God has given me an amazing gift for my character in the form of my children.
In any role that is so much a part of us that we can’t imagine life without it, it can be easy to forget that this role is a gift, not just a gift for others or a gift that brings enjoyment to US, but a gift that is meant to shape us and remind us.
When the Israelites were in the wilderness, gathering manna morning after morning (except on the Sabbath), they forgot that the manna was a gift. They forgot that it was the very thing that kept them alive. They forgot that the manna was teaching them some incredibly important principles:
- To trust God in the moment. He was already providing direction with the pillar of cloud/fire. Now He was taking it to an even deeper level and reminding them that even their daily food was a gift from His hand. Without Him, they would not survive, but He had promised to provide for them—and that promise applied to even the food they ate.
- To believe that God will continue to provide. The Israelites tried to do what we ALL do when we’re given a gift: they tried to hold onto it, to hoard it. They thought of it as THEIRS. But hoarding the manna didn’t work.

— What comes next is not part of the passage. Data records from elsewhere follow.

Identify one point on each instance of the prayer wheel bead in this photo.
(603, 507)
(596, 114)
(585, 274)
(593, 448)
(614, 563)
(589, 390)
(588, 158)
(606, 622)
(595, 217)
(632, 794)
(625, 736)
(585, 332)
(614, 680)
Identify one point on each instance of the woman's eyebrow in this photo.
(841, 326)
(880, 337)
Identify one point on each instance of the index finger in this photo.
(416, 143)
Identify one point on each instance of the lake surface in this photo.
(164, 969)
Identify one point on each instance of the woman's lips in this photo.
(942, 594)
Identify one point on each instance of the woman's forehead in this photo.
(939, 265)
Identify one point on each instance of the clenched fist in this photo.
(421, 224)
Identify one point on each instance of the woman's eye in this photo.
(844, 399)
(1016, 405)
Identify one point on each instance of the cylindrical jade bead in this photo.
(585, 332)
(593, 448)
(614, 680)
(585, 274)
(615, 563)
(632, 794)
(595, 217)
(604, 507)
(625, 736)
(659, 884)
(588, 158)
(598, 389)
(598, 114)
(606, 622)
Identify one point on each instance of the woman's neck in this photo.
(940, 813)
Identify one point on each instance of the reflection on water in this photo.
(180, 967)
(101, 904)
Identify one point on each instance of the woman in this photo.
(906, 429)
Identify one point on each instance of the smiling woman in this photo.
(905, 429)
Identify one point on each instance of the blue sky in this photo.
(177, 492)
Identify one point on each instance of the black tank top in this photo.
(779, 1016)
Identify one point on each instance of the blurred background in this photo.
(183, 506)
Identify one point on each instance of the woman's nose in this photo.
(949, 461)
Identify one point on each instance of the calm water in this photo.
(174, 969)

The extra had worms the very next morning. It stunk!
- To be grateful, to remember it’s a gift and not take it for granted—or worse, to complain about it. God told Moses to preserve some manna in a jar. “’Let … it be kept throughout your generations, so that they may see the bread with which I fed you in the wilderness, when I brought you out of the land of Egypt.’” Ex. 16:32.
- To be creative with what God gave them. He told them they could bake or boil, even shape it into cakes. Maybe some of the Israelite men even figured out how to grill it! God knows our tastebuds. (In Deuteronomy 14:26 God talks about celebrating the tithe to the Lord. He tells the people to enjoy “whatever [their] appetite craves.”) The manna was good to the taste already, but God gave them freedom to create other flavors with it.
That certainly isn’t an exhaustive list, but I can learn a lot from just these four things. After gathering manna for years upon years, the Israelites got pretty used to it. They thought of it simply as a job they had to do every day. It gave them food. It had to be done, blah, blah, blah.
Sometimes I have the same attitude toward my roles—my gifts. Being a wife, mother, writer, tutor, friend, neighbor… These are GIFTS to me, and with each gift come lessons that are meant to make me more and more like Christ.
Lord, help me to trust You in each moment for all my roles. Help me to trust that You will never leave me on my own to accomplish the work that You’ve called me to do. Help me to be grateful for it, and help me, please, to be creative in it, to take great JOY in it. And, finally, Lord, may I be shaped through it to look more like You.
Anonymous is me…Mom U
Good lessons for us to remember daily! Thanks for sharing.